The proposal centered around a DeFi strategy to help Maker earn an annual 2% yield, which would also help with PSM USDC reserves and transfer. MakerDAO also noted that the approval meant that it added another means to generate income and add to its reserves.
Despite the compliance, Maker remained second in the DeFi Total Value Locked (TVL) standings. Although it lost the pole position from Lido Finance [LDO], MKR’s TVL increased a whopping 20.42%, DeFi Llama’s data showed.
The increase in TVL meant that more investors have shown interest in the dApps under the Maker network. At press time, the MakerDAO TVL was $7.5 billion. Still, it was massively down from its 2022 All-Time High (ATH).
Interestingly, Maker seemed to be in its proposal rollout period. On 23 January, the governance arm of the DAI stablecoin developers put out another offer for voting. But the condition for this points to the off-boarding of USDC-A, USDP-A and GUSD-A vaults.
Maker Governance is voting to approve or reject the offboarding of the USDC-A, USDP-A, and GUSD-A vault types.
If you’re a USDC-A, USDP-A, or GUSD-A vault owner, we strongly encourage you to read the implications of this offboarding process.
— Maker (@MakerDAO) January 23, 2023
If approved, Maker noted that it would set forth a 1500% liquidation ratio on the aforementioned vaults. Voting on this is billed to end on 26 January. So, Maker cleared the air on the implications, saying:
“Once the mentioned liquidation parameters are executed, all USDC-A, USDP-A, and GUSD-A positions with a collateralization ratio below 1500% will be liquidated.”

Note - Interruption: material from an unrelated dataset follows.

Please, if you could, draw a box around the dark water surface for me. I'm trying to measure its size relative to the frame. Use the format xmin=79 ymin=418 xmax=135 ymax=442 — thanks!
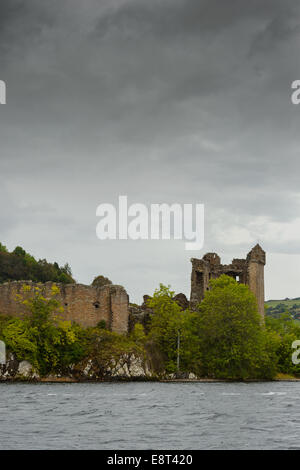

Realistic or not, here’s MKR’s market cap in BTC’s terms
On development activity and MKR’s network growth
Per its development activity, Santiment showed that MakerDAO excelled in that part. At the time of writing, the MKR development activity was 13.64. This was an uptick from the downturn on 23 January. An explanation of this increase points to better contribution by developers to the public repositories of the Maker network.
On the flip side, the MKR network growth declined. Moreso, it reached one of the lowest points in over six months, according to on-chain data from Santiment. This implied that Maker was losing traction and struggling with adoption since new addresses were not being created.
In terms of its token price, CoinMarketCap showed that MKR was exchanging hands at $708.79. This accounted for a slight 0.56% in the last 24 hours.